Eppure l’Italia di occasioni per cercare di cambiare questa tendenza ne ha avute, ma i partiti politici hanno sempre pensato (e lo fanno ancora attualmente) a non scontentare l’elettorato, a  non perdere la faccia, in un continuo scambio “tu mi dai il voto, io ti caccio gli immigrati”. Insomma, molti ancora non hanno ben presente che trattasi di persone come noi, uomini e donne, magari con studi e specializzazioni alle spalle, che fuggono da persecuzioni e guerre, sperando in un futuro migliore. Non è possibile che si possa trascurare un evento simile, sentirlo lontano dalla nostra realtà.
A tutto questo contribuiscono anche i media. Pochissimi sono i riferimenti a quest’ultima strage. Nei tg, ovviamente, se n’è parlato pochissimo, ma anche su internet le uniche tracce provengono da blog o quotidiani on-line locali. Basta fare una ricerca, difficilmente si trovano link a giornali o notiziari più comuni, anche quelli più vicini alla sinistra. Il problema è sempre quello: è un argomento scomodo, di cui non conviene parlare. Il che è ancora più grave delle frasi leghiste. Accettare questo stato di cose significa tenere lontana la gente da un tema che invece è molto più vicino di quanto si creda.
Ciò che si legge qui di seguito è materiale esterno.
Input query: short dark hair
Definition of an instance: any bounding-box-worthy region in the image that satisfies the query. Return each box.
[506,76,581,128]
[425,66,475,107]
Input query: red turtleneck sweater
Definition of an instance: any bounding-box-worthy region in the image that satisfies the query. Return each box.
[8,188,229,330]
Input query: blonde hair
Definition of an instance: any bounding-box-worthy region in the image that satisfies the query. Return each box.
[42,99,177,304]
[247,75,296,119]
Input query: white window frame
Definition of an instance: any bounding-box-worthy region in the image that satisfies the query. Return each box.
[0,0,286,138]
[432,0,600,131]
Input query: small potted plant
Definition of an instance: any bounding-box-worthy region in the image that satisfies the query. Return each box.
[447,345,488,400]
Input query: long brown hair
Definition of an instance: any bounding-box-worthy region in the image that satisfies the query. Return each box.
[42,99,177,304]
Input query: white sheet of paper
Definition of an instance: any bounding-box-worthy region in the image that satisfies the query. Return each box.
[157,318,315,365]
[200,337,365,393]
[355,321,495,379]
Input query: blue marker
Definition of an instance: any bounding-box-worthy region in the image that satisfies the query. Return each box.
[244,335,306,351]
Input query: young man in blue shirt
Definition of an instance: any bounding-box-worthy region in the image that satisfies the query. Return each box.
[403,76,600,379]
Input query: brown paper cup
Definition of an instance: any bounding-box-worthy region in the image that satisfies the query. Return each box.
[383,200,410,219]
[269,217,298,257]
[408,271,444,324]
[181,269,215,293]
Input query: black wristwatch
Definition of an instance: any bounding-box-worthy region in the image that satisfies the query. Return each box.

Ne abbiamo già parlato nel post precedente, il timore è che si voglia far scoppiare una guerra tra poveri, perché non ci sono dubbi che sono le classi più povere a sentire di più l’impatto dell’immigrazione. Si dovrebbe cercare di inculcare l’idea  che questo impatto non sia necessariamente negativo, ma che, al contrario, possa rivelarsi una grande opportunità. Ma come si fa a realizzare ciò se i media, soprattutto le tv e i giornali, appartengono o sono molto vicine alle stesse persone che l’immigrazione la criminalizzano? Basta ricordare come per la tragedia de L’Aquila si sono susseguiti per mesi e mesi trasmissioni televisive e speciali ad hoc, magari enfatizzando la presunta ricostruzione messa in atto dal Governo. Certo anche questa è stato un duro colpo per il nostro Paese ed è legittimo che se ne debba parlare, ma il numero di morti è stato molto simile a quello della strage di qualche giorno fa. Non si vuole qui strumentalizzare due eventi drammatici, ma invitare il lettore a fare delle considerazioni sul ruolo dei media in Italia.
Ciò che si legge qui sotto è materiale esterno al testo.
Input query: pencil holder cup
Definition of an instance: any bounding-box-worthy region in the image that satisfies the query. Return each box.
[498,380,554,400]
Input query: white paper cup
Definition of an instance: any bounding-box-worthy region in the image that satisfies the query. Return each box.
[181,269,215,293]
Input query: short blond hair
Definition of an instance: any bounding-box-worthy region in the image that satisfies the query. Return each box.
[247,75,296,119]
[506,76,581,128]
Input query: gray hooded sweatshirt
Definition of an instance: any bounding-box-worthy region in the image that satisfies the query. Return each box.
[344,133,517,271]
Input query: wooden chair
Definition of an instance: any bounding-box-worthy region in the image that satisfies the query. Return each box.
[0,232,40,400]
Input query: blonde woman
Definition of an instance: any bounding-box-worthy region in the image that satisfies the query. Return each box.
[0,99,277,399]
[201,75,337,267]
Per fortuna, nonostante tutto questo, in Italia ci sono ancora tanti giovani volontari che accolgono, assistono e aiutano gli immigrati. Non solo coloro che operano nei campi di accoglienza, ma anche semplici cittadini delle città in cui sorgono questi campi e dei paesi vicini. Dai loro piccoli gesti si scorge ancora la speranza che l’Italia cambi rotta, si evolva, si rimetta al passo dei Paesi più culturalmente e socialmente evoluti, e ce ne sono parecchi nel mondo. Sono questi ragazzi che meritano uno spazio molto più ampio rispetto a quello riservato a politici e parlamentari che stanno lì a sbraitare come cani, a pensare al proprio orticello.
Intanto a breve termine, si auspica che il nostro Governo intervenga concretamente, magari, come propone Antonio Russo dell’ACLI, organizzando “nelle acque del Mediterraneo un presidio navale a scopi umanitari ed aprire una zona di protezione e di garanzia del diritto internazionale”[2]. Non è più tempo dei “Fora di ball”, è tempo che Italia e UE insieme collaborino per far si che il Mediterraneo, nodo fondamentale dei traffici del nostro continente, diventi un corridoio umanitario che garantisca sicurezza e accoglienza ai profughi e non un cimitero per disperati.